J Lim et al. Hippocampus. 2025 May.

Abstract

The dentate gyrus subfield of the hippocampus is thought to be critically involved in the disambiguation of similar episodic experiences and places in a context-dependent manner. However, most empirical evidence has come from lesion and gene knock-out studies in rodents, in which the dentate gyrus is permanently perturbed and compensation of affected functions via other areas within the memory circuit could take place. The acute and causal role of the dentate gyrus herein remains therefore elusive. The present study aimed to investigate the acute role of the dorsal dentate gyrus in disambiguation learning using reversible inhibitory DREADDs. Rats were trained on a location discrimination task and learned to discriminate between a rewarded and unrewarded location with either small (similar condition) or large (dissimilar condition) separation. Reward contingencies switched after applying a reversal rule, allowing us to track the temporal engagement of the dentate gyrus during the task.
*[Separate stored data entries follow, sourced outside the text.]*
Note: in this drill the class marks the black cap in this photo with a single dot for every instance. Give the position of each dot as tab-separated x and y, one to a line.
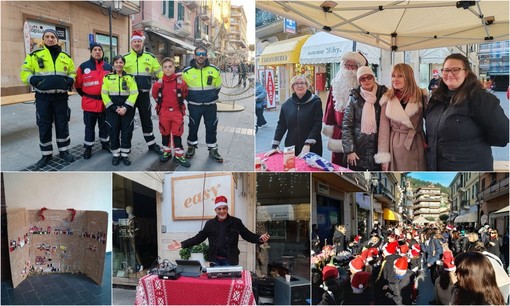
94	44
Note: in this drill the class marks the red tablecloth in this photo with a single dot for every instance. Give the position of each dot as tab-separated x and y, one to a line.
195	291
275	163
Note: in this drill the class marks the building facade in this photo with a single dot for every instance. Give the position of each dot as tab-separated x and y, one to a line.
76	22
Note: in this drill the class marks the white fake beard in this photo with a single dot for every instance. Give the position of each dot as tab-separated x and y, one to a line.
344	81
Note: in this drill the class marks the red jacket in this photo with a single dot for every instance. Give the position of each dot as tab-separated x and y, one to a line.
170	85
89	80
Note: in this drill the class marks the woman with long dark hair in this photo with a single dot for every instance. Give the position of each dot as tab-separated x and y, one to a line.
476	281
463	121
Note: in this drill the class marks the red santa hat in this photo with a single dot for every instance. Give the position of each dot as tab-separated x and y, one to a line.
401	263
357	264
220	201
448	261
404	249
355	57
390	248
360	281
137	35
415	251
329	272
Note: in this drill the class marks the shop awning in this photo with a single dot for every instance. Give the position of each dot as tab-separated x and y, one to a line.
182	43
390	215
504	210
323	48
283	52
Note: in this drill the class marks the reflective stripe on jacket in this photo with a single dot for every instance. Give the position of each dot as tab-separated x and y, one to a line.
52	74
119	90
204	84
143	68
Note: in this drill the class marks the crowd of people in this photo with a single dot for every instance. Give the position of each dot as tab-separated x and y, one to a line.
112	92
465	266
402	127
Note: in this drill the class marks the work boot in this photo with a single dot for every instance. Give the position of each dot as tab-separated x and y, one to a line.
191	151
68	157
44	161
155	148
87	153
126	161
213	152
106	146
167	154
181	159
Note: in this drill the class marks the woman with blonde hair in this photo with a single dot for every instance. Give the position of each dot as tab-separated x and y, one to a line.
475	281
401	141
301	119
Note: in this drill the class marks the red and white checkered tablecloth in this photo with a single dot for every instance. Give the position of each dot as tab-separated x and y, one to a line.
195	291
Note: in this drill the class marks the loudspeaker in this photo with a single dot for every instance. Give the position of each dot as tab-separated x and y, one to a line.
295	292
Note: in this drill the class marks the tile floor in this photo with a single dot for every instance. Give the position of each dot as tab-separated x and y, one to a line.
60	289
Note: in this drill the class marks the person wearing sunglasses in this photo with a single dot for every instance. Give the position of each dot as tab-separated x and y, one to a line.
204	85
301	119
361	122
401	141
463	121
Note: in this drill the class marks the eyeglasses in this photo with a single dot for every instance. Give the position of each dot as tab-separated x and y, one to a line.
454	71
366	78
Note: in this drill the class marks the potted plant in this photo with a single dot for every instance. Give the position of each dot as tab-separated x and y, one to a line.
196	252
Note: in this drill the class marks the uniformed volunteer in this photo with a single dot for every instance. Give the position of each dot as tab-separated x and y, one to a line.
51	72
119	95
89	81
144	66
204	85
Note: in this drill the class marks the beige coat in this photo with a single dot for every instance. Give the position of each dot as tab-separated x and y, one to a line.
401	139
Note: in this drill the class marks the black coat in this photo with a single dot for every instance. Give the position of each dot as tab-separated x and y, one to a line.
301	119
353	140
235	227
460	137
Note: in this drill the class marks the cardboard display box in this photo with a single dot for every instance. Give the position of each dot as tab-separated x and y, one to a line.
56	241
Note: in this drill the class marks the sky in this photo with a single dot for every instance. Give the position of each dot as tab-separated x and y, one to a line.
249	11
443	178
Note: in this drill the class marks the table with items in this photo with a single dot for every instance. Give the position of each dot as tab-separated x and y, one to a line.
275	163
195	291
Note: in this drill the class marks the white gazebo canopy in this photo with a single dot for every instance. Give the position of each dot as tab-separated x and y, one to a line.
401	25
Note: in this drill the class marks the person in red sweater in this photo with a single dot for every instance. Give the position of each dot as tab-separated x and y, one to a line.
89	80
169	93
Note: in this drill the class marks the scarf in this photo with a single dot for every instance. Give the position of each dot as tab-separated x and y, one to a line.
368	121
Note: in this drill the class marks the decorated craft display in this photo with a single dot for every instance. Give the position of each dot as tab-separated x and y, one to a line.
56	241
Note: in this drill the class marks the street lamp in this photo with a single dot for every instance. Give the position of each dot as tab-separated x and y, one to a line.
371	181
117	6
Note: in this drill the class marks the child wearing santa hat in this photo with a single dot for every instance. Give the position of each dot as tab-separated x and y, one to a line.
362	293
399	290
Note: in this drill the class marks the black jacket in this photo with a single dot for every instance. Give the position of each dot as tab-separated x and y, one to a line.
460	137
235	227
353	140
301	119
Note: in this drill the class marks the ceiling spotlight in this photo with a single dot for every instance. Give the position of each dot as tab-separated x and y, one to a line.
465	4
327	6
488	20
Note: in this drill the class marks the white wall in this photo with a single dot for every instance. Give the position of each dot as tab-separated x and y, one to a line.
81	191
244	193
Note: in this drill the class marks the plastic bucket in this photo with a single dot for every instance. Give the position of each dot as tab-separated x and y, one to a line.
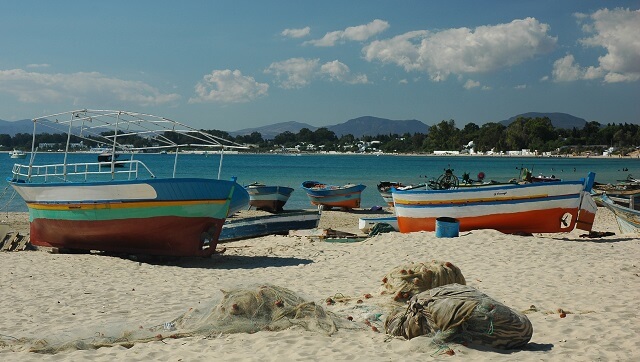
447	227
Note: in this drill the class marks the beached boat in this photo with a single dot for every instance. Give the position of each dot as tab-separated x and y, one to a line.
17	154
328	196
628	219
268	198
276	224
541	207
86	206
365	224
385	188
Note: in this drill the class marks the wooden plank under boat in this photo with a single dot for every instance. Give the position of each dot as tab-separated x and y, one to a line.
366	223
544	207
276	224
328	196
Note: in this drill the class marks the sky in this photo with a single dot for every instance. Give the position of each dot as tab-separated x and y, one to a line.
232	65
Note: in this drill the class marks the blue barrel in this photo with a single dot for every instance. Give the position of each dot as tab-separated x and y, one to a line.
447	227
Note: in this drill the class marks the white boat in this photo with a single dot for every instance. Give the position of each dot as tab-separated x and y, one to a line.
17	154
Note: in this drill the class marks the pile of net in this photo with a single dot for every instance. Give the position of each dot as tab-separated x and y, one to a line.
407	280
462	314
260	308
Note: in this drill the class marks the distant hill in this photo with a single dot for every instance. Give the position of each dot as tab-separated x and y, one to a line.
558	120
358	127
373	126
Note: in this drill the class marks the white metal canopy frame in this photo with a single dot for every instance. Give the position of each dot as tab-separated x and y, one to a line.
109	127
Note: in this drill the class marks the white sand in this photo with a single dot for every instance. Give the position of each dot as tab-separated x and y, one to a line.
596	281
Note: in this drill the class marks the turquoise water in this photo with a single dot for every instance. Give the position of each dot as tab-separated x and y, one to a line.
288	170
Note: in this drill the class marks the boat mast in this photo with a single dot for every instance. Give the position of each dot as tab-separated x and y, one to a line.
66	149
175	162
220	166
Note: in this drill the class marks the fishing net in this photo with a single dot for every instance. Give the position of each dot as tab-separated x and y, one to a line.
261	308
459	313
407	280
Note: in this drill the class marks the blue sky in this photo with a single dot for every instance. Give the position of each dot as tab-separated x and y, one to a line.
231	65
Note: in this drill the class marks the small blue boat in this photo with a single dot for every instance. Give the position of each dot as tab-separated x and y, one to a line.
345	197
268	198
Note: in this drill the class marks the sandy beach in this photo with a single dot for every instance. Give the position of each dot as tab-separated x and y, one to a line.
579	293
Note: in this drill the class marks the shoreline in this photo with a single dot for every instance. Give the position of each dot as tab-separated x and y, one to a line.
67	300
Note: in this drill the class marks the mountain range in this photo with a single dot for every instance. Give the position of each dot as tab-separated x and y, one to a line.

Bilateral DREADD modulation of the dentate gyrus impaired the initial acquisition learning of place-reward associations, but performance rapidly recovered to baseline levels within the same session. Modeling of the behavioral patterns revealed that reward sensitivity and alternation behavior were temporally associated with the DG-dependent impairment during acquisition learning. Our study thus provides novel evidence that the dorsal dentate gyrus is acutely engaged during the initial acquisition learning of place-reward associations.

Keywords: DREADDs; dentate gyrus; episodic memory; hippocampus; place‐reward associations; rats.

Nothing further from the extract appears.